二里頭文明は本当に夏王朝なのか? ★★★☆☆
 学術文庫からの久方振りの古代中国物です。それで喜んで衝動的に購入しましたが、読み始めて直ぐにそこはかとないデジャビュ感に見舞われました。「ひょっとして?」 そうでした。以前ハードカバーで購入した講談社の「夏王朝−王権誕生の考古学」を学術文庫が収録・出版したものでした。「ショック!」 ちょっとトホホですが、こんな質の高い内容の、しかも2003年末に出版されたばかりの本が文庫で読めるようになるというのは、ホントに素晴らしいことです。講談社の太っ腹具合に感心すると同時に、我が国読書界の水準も捨てたものではないのかなと、妙に安心してしまいました。
 それはさておき、本書ではハードカバー出版後の学術動向に関する「補論」が附されています。
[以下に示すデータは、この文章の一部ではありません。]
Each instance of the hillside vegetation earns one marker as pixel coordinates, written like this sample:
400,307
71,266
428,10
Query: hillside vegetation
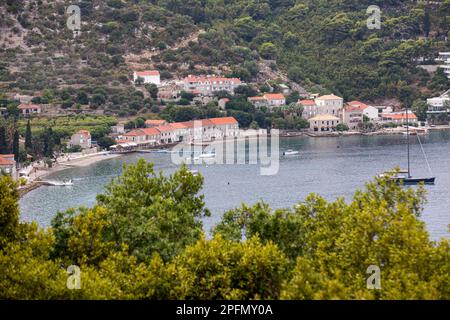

それによると、夏王朝滅亡後と思しき二里頭第4期以降も、二里頭遺跡では朝会儀礼や各種器物の製作が継続していたことが発見されたのだとか。この点について著者は、夏の遺民による営為か、夏王都を接収した殷の所作と主張していますが、素人目に考えれば、むしろ「二里頭文化=夏王朝」という図式そのものに疑問符を付けざるを得ないような状況ととらえた方が素直な気がします。新発見による考古学の書き直し、なんだかワクワクして目が離せませんね。